چكيده به لاتين
Wireless Mesh Networks are considered widely in many broadband applications. In most cases access to a permanent source of energy is not possible. Thus, nodes are equipped with batteries and energy-harvesting equipment such as solar panels. Energy sustainability, permanent activity of all network nodes, and quality of service are very important in most applications of these networks. The purpose of this thesis is to achieve energy sustainability as well as to ensure the quality of services in the solar powered wireless mesh networks. In this thesis for a general graph mode, a sleep synchronization and duty cycle control protocol is suggested. This protocol coordinates the nodes' activity times in a distributed manner, and at some fraction of each working period puts the node into sleep mode. In tree topology, which is a special case of general topology, time division protocol and energy-based division algorithm are proposed. In this protocol, each node divides its activity between the children. The proposed schemes need no modification to the IEEE 802.11 MAC and no knowledge of traffic demand and input energy pattern. By providing contiguous sleep intervals, these schemes put both the radio interface and the main-board into deep sleep mode to save more energy.
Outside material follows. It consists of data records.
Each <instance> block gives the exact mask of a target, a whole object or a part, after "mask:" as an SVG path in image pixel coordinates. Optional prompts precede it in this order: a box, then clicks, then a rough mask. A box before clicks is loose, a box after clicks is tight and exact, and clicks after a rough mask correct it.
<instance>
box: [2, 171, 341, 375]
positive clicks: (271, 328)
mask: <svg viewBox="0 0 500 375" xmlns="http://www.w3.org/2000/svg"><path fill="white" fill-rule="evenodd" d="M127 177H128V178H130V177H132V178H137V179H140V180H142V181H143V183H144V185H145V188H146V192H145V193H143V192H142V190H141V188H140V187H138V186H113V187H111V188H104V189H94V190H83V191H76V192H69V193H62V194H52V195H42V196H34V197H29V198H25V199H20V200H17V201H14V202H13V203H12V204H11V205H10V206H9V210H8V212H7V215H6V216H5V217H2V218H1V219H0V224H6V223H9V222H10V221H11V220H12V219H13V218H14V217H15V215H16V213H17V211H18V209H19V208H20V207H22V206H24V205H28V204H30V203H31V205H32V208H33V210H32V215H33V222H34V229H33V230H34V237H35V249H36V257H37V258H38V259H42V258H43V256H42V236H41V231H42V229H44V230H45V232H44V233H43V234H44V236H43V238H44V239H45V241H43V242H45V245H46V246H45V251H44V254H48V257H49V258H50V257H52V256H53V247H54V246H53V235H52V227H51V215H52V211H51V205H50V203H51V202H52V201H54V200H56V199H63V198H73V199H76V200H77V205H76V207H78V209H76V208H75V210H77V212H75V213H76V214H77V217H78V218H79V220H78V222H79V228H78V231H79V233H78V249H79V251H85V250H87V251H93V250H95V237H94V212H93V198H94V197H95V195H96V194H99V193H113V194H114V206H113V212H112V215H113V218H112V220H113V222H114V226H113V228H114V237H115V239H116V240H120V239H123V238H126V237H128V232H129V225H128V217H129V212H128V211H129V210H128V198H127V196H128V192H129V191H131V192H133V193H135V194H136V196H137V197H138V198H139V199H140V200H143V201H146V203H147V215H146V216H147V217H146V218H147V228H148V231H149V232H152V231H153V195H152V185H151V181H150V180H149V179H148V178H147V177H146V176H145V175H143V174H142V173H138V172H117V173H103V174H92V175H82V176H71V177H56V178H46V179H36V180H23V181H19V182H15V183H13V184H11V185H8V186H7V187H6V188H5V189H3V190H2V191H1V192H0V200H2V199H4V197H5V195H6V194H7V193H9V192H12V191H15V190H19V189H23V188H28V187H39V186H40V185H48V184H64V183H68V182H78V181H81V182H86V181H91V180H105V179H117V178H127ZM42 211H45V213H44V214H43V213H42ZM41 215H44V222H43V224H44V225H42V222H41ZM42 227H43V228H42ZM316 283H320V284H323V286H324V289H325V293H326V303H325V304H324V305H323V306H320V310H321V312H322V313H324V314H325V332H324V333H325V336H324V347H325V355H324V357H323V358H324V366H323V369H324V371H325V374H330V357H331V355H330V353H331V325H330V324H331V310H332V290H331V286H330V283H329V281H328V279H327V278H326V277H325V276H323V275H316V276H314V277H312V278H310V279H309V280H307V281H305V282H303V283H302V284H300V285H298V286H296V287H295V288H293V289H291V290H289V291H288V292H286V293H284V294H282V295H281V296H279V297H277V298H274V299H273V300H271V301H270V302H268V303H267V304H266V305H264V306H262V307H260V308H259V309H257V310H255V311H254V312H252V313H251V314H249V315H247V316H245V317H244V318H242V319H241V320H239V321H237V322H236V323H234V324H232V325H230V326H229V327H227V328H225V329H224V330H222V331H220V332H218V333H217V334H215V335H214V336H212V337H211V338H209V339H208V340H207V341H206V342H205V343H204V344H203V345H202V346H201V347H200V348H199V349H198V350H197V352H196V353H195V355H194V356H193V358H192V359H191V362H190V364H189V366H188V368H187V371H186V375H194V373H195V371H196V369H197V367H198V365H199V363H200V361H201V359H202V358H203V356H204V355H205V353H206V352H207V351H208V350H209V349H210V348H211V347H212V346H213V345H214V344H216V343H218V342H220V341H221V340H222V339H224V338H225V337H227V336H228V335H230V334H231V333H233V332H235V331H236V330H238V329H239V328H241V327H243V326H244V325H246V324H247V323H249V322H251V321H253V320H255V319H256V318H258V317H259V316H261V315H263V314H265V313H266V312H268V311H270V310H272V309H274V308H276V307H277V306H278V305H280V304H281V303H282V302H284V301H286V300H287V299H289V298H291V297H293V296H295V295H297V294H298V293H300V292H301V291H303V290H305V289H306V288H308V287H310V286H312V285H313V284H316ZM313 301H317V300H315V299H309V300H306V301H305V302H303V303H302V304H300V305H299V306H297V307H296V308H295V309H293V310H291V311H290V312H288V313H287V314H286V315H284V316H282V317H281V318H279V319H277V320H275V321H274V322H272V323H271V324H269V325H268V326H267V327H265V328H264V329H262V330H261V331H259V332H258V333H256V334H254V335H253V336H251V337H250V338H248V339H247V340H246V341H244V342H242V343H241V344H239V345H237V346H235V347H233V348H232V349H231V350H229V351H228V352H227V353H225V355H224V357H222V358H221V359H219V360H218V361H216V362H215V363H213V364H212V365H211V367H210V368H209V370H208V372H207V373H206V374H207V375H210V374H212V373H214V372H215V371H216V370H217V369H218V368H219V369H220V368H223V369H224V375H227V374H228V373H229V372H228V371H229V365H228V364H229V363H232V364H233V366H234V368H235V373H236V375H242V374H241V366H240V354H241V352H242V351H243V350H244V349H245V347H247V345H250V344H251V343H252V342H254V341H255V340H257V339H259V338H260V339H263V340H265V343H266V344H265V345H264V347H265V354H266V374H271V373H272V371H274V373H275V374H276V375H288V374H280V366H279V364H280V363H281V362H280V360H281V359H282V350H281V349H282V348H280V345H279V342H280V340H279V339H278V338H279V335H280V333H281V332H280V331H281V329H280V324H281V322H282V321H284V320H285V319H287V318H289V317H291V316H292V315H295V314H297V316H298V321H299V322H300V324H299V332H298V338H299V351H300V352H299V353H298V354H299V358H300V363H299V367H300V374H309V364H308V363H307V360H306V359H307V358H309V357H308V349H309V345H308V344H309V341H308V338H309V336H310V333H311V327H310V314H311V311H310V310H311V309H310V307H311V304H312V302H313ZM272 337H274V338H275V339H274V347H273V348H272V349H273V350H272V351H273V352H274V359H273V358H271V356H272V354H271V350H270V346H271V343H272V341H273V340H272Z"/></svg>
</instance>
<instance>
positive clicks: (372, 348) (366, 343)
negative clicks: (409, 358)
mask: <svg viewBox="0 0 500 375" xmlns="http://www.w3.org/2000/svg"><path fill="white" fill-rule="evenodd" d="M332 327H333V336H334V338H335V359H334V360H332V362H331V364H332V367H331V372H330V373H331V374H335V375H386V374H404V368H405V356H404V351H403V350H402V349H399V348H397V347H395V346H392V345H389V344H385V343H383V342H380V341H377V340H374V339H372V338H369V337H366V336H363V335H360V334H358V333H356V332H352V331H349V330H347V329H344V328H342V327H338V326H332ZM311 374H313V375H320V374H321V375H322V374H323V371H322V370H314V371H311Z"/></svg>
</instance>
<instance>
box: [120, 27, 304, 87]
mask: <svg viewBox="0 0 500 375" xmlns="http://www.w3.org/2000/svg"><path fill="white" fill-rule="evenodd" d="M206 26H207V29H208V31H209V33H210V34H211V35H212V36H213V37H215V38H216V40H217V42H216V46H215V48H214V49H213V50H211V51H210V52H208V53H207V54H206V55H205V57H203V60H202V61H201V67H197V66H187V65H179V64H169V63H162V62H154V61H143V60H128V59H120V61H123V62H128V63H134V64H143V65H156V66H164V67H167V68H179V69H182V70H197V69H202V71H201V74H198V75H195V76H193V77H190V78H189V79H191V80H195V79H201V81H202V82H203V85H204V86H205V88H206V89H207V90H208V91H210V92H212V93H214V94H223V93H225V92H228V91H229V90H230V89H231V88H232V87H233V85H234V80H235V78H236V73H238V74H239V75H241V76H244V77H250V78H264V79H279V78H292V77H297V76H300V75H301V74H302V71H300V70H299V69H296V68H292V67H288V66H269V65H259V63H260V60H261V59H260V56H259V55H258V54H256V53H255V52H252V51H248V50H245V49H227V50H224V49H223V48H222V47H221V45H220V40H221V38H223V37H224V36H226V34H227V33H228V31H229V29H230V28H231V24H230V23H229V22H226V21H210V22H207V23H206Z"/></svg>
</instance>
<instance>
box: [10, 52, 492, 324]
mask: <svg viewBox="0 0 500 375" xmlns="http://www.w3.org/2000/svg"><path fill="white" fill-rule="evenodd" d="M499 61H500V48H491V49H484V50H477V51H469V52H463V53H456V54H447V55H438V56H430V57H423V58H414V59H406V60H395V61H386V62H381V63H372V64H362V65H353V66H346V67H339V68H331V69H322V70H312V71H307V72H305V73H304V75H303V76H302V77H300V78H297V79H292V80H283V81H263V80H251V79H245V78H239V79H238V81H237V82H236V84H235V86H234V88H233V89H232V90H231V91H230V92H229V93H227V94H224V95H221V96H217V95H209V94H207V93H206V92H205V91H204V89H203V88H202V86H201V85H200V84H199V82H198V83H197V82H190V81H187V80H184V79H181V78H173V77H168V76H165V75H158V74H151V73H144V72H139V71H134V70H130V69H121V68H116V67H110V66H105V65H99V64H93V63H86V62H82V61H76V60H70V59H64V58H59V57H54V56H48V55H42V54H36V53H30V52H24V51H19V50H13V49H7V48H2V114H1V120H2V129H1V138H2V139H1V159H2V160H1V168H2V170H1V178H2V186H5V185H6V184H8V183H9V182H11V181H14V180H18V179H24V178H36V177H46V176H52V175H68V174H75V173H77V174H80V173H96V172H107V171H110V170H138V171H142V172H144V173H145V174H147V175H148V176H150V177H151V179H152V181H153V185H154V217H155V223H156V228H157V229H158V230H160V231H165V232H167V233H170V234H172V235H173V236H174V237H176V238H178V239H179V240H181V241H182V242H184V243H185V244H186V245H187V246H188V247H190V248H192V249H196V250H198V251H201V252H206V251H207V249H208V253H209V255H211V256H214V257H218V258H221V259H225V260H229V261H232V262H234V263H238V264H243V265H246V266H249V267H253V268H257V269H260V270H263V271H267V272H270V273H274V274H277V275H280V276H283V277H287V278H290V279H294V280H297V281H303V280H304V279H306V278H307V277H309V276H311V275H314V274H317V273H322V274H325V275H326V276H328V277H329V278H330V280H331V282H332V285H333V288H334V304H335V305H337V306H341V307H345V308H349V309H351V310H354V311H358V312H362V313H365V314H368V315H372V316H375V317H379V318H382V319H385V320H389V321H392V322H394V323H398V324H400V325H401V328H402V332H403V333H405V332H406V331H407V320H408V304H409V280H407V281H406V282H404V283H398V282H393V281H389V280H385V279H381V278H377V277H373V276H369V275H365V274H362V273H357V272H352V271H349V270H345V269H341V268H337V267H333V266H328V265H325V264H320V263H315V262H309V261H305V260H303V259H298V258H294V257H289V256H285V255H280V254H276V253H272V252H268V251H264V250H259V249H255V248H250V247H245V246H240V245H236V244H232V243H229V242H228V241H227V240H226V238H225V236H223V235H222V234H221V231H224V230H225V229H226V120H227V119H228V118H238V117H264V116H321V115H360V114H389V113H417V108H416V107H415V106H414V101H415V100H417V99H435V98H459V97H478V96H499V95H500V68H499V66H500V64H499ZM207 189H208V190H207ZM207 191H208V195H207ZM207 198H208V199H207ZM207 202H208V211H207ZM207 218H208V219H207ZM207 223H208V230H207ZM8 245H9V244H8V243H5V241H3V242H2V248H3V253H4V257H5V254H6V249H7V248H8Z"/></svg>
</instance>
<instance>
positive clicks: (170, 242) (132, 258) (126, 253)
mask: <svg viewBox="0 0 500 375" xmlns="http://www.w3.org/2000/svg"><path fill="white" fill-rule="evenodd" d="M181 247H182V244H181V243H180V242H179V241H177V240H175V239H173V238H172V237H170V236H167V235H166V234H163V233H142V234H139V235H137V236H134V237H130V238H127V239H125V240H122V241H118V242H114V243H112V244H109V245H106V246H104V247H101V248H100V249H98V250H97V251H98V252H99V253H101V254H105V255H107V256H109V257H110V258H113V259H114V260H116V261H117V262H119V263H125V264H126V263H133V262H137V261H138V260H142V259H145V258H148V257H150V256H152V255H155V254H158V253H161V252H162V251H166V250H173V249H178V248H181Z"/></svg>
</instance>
To ensure the quality of service and energy sustainability simultaneously, a joint sustainability and quality of service framework is proposed. Within the proposed framework, the connection’s needed energy is reserved using Virtual Battery concept. More importantly, the quality of service requirements are related to the characteristics of the virtual battery, resulting in compromises between the quality of service and the power profile of the connections. The simulation results show the required battery violation below acceptable value of 1%, and complete energy sustainability for a one-day interval. In the sleep coordination scheme for general graphs, the sleep intervals are at least an order of magnitude larger than perfect scheduler’s sleep intervals. The throughput of Time-Split is equivalent to 90% of the optimal algorithm, which according to 25% more energy saving compared to standard methods is an acceptable value. In addition, energy-based sleep coordination algorithms increase throughput more than about 60% in the imbalance energy and tree structure conditions, indicating a very good performance of the proposed algorithm.